Leaders are highly visible in embodying company culture at the adaptive level, and there is often a perceived relationship between the average employee and the executive team. Developing high potential leaders may become a focus, along with a comprehensive update of all employee job roles.

One pitfall many organizations stumble into at this point is the desire to hire for “culture fit.”

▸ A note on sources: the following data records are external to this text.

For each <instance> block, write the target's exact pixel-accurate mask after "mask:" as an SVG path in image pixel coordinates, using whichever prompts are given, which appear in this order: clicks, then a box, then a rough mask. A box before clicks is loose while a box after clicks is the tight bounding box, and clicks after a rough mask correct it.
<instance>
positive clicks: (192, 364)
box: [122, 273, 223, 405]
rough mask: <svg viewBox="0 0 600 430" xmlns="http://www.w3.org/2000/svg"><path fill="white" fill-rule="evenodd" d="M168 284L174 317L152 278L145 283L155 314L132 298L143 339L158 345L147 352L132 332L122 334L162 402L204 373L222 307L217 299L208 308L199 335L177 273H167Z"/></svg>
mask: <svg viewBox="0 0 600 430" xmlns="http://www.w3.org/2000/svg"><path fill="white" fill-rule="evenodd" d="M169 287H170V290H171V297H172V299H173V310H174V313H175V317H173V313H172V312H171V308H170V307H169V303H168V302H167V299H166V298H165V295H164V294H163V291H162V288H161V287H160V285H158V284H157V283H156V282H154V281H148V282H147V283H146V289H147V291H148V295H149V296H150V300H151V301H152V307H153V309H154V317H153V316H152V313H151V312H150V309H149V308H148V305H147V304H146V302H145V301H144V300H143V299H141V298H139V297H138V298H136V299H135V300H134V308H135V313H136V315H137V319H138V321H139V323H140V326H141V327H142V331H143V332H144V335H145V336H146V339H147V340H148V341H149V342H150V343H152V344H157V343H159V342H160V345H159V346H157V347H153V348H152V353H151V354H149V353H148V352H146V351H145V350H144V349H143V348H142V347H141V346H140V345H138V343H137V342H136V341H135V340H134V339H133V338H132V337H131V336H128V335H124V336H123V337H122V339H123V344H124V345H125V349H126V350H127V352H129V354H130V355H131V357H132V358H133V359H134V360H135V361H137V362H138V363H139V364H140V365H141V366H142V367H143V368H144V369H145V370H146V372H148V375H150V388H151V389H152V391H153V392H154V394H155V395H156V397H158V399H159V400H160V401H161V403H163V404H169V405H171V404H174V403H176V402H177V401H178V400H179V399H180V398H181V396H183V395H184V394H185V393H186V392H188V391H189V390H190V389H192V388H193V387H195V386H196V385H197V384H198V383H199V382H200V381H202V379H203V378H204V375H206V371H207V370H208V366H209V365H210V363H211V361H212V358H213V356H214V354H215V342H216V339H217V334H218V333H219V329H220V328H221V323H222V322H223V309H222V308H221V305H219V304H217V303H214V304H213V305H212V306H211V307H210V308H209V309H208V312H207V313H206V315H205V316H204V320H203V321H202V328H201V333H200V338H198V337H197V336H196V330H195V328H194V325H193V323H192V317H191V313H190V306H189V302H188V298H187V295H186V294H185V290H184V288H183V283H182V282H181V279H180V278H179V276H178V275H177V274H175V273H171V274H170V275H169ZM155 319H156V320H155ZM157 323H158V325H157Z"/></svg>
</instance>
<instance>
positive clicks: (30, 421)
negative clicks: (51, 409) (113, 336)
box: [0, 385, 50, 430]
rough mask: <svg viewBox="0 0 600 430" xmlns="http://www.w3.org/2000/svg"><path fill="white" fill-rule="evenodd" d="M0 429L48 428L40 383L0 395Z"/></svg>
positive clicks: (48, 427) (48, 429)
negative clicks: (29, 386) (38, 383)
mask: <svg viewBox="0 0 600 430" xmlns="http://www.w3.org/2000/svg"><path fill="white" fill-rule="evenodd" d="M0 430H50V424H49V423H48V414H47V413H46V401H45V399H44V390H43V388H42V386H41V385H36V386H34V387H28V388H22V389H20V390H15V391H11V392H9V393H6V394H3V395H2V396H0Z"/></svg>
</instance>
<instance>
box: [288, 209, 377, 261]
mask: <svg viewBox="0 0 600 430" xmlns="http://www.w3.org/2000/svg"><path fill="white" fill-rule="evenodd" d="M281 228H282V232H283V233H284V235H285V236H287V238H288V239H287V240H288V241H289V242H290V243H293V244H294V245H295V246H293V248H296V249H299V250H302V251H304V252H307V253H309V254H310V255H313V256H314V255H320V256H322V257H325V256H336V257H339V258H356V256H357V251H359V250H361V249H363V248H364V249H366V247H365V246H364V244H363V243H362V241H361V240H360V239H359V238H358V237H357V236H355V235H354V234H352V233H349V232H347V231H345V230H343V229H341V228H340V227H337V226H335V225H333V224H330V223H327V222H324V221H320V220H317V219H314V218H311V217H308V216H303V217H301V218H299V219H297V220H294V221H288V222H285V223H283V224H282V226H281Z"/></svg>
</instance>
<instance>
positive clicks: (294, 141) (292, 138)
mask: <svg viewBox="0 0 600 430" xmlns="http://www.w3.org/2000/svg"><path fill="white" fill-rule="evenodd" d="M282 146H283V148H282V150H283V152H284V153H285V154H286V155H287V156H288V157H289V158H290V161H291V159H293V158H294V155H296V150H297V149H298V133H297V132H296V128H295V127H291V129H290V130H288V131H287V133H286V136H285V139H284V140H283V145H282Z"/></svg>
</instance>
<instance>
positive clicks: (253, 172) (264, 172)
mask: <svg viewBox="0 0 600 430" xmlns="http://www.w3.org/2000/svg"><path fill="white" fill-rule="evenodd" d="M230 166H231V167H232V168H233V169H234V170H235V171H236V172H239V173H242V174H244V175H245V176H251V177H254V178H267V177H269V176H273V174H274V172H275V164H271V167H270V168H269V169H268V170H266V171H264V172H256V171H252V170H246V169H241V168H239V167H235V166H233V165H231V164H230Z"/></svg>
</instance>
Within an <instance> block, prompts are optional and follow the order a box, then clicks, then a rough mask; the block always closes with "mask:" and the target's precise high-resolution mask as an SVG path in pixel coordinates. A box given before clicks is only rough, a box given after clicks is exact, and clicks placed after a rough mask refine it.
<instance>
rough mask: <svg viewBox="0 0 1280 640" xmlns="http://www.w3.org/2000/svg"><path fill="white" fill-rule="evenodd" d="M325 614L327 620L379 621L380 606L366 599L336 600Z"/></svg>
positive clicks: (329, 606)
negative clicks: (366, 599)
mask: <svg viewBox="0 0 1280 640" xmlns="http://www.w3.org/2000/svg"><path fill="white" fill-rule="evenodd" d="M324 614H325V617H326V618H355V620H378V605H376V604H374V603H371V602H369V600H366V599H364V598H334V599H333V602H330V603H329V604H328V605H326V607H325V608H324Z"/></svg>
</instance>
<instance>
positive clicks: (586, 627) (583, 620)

Recent research suggests hiring for culture fit is a double-edged sword. Employees who fit today’s values and norms may not necessarily move with the times as your company culture continues to evolve. In a recent study, the tension between culture fit and adaptability was made stark:

  • High fit was correlated with more promotions and favorable performance evaluations
  • Over time, adaptable employees were more successful than those hired with high fit

“Adapters” were more able to take on new perspectives and new ways of doing things, enabling them to stay aligned with company culture as it changed. On the other hand, those with high fit who were not also adaptable were more prone to become set in their ways, potentially leading to change resistance.

4. Mature Company Culture

In a mature organization, the values, norms, and standards of the company culture have been intentionally designed and are widely, enthusiastically embraced. Virtually all employees understand how the mission and core values of the business affect both their daily decision-making and their long-term goals. Likewise, they recognize how their performance affects others in the organization beyond their own team and vice versa.

A mature company culture is a point of pride and a differentiator. These organizations can position as employers of choice, and often continue relationships with their “alumni” long after voluntary departure. This creates a referral network that can allow them to fill important vacancies quickly, including at the top levels.

The most effective company culture does not happen by accident. Culture must be reinforced until it becomes a natural extension of performance that suffuses the employee experience. The interplay between the purposeful design of that culture and the seamless integration of organic adaptations can be a tricky balancing act.